Dika terkekeh. "Satu-satunya hal yan gue tahu adalah, lo bahkan gak cukup pantas untuk dicintai oleh ...."

"Bangsat!"

Rafi berari dengan cepat ke arah Dika. Kedua matanya mengunci wajah Dika untuk dihancurkan. Tangan kanannya mengepal dan bergerak ke arah wajah Dika. Namun, pergerakan tangannya terkunci.

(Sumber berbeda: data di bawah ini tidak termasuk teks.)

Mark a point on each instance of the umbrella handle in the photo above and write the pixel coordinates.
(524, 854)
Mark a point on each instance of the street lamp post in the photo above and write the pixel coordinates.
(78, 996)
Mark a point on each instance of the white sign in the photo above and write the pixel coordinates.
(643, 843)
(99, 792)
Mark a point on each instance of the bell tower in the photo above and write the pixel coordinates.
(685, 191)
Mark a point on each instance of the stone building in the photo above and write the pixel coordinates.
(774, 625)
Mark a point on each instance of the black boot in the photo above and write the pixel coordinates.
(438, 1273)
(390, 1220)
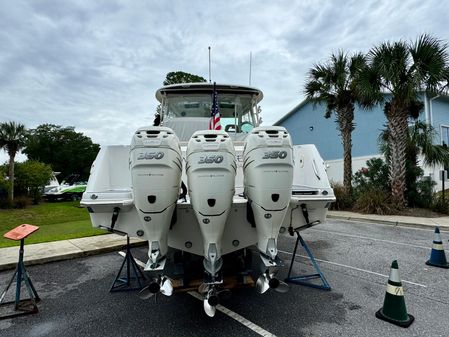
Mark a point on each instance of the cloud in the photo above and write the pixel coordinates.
(95, 65)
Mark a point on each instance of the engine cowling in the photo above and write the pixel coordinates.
(211, 169)
(268, 177)
(156, 167)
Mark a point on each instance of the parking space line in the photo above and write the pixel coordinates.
(254, 327)
(242, 320)
(368, 238)
(354, 268)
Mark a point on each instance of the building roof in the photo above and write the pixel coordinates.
(445, 97)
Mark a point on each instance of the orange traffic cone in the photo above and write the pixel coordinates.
(437, 256)
(394, 310)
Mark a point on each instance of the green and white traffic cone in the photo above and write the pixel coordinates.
(394, 310)
(437, 256)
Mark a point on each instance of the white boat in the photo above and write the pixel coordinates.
(244, 185)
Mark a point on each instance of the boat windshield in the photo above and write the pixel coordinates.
(237, 111)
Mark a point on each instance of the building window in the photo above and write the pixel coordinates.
(445, 135)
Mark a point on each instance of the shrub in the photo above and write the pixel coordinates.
(21, 202)
(374, 201)
(439, 205)
(420, 194)
(344, 200)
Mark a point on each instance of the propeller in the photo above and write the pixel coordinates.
(161, 284)
(268, 280)
(210, 302)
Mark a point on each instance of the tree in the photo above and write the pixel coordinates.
(334, 84)
(403, 70)
(32, 176)
(420, 142)
(64, 149)
(176, 77)
(12, 139)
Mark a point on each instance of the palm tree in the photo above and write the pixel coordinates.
(12, 139)
(420, 142)
(334, 84)
(403, 70)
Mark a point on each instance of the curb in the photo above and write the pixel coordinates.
(388, 222)
(69, 256)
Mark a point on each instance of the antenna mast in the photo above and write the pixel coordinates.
(250, 59)
(209, 66)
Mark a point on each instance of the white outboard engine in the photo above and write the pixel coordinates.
(211, 169)
(268, 177)
(156, 167)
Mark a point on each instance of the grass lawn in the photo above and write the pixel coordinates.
(56, 221)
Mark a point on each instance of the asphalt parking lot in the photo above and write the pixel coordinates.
(355, 258)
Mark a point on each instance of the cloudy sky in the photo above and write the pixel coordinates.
(96, 65)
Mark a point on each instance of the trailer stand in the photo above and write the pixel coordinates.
(134, 275)
(304, 279)
(24, 306)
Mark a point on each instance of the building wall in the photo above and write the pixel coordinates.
(308, 126)
(439, 111)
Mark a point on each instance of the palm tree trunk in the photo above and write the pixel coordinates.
(11, 178)
(346, 126)
(397, 138)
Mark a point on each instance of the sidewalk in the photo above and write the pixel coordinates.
(68, 249)
(395, 220)
(39, 253)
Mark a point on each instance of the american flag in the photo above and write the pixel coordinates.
(214, 122)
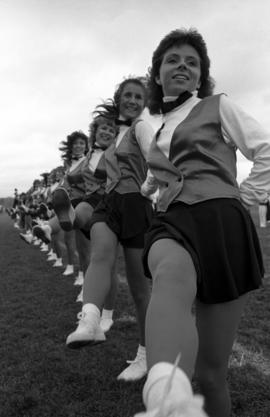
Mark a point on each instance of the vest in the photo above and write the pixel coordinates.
(201, 166)
(94, 181)
(74, 182)
(125, 165)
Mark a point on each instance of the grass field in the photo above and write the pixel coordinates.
(40, 377)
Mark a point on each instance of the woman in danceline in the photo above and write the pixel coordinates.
(122, 216)
(202, 246)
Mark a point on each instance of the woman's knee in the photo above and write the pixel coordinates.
(211, 379)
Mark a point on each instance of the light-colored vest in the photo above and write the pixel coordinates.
(125, 165)
(201, 166)
(74, 182)
(94, 181)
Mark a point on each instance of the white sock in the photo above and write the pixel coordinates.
(93, 311)
(157, 379)
(107, 314)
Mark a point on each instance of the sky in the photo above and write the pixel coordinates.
(61, 58)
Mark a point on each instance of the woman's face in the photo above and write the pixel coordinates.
(180, 70)
(105, 134)
(132, 101)
(78, 147)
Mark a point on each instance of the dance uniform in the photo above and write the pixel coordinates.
(73, 181)
(193, 160)
(94, 176)
(126, 212)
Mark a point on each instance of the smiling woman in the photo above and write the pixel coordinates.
(202, 245)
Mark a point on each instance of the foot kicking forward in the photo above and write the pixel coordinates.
(43, 233)
(63, 209)
(27, 237)
(168, 393)
(137, 368)
(88, 331)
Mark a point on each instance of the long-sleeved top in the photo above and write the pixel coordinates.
(239, 130)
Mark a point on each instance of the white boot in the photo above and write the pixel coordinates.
(137, 368)
(79, 279)
(106, 321)
(168, 393)
(58, 262)
(88, 330)
(69, 270)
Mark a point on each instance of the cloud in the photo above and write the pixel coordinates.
(63, 57)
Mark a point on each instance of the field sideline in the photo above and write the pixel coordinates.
(40, 377)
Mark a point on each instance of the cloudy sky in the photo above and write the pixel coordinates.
(60, 58)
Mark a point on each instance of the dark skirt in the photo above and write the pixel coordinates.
(127, 215)
(222, 240)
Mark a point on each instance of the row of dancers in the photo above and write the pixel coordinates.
(196, 240)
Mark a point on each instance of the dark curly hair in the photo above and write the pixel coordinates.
(111, 107)
(175, 38)
(98, 120)
(66, 146)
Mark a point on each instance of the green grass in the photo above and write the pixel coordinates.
(39, 376)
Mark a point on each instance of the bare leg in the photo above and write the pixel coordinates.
(54, 225)
(112, 294)
(83, 214)
(83, 248)
(139, 286)
(170, 325)
(69, 239)
(57, 244)
(217, 325)
(97, 281)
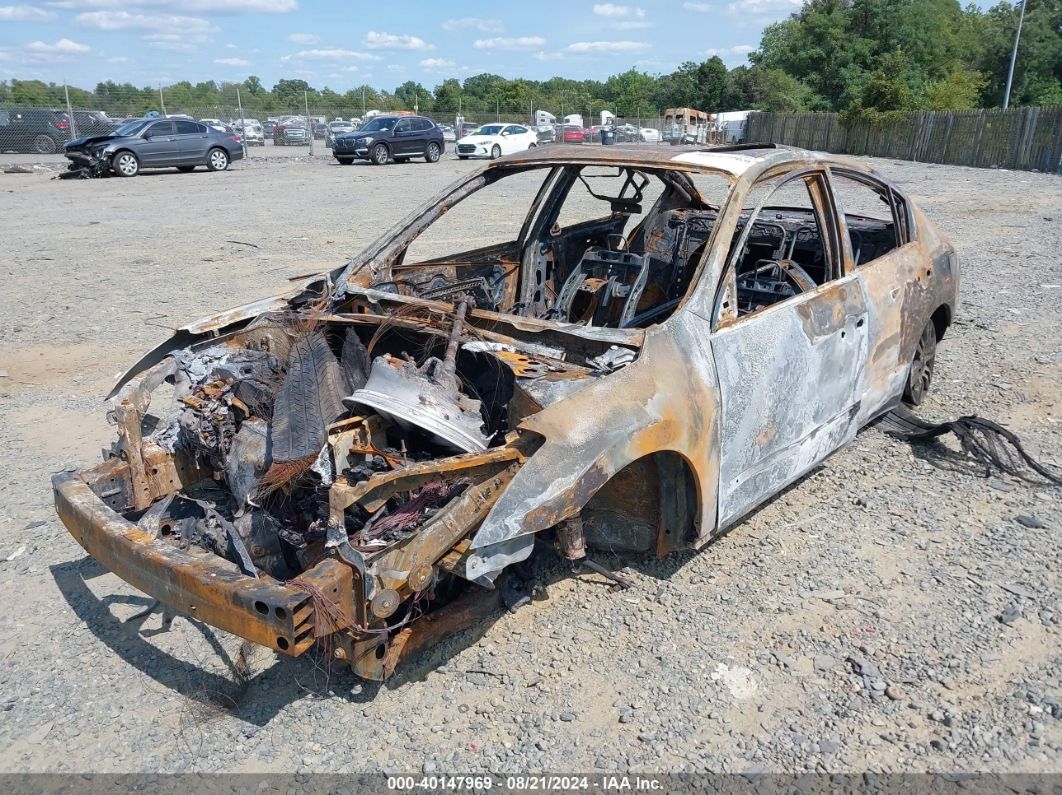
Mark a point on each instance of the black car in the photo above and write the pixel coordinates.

Rafi terbelalak melihat Aldena yang berdiri di samping kanannya. Lengan kanan Aldena bergerak masuk dan mengunci pergerakan Rafi dengan cara yang sama dengan memukul.

"Azhar!" teriak Aldena.

Dengan cepat Azhar berlari dari sisi berlawanan, menghantam telinga kiri Rafi dengan keras. Tanpa memberikan kesempatan untuk pulih, Azhar melayangkan tinju kiri tepat ke arah hidung Rafi.

Sementara Aldena, memegang pergelangan kanan Rafi dengan tangan kirinya. Sedangkan tangan kanannya mencengkeram baju di bagian punggung Rafi. Dengan satu sapuan kaki kanan, Aldena menjegal kaki Rafi dan membanting tubuhnya ke lantai.

Rafi mengerang kesakitan, kedua matanya terpejam. Lalu, ketika mata Rafi terbuka, ia melihat Dika mengangkat sebuah linggis dan menghantam ke arah wajahnya.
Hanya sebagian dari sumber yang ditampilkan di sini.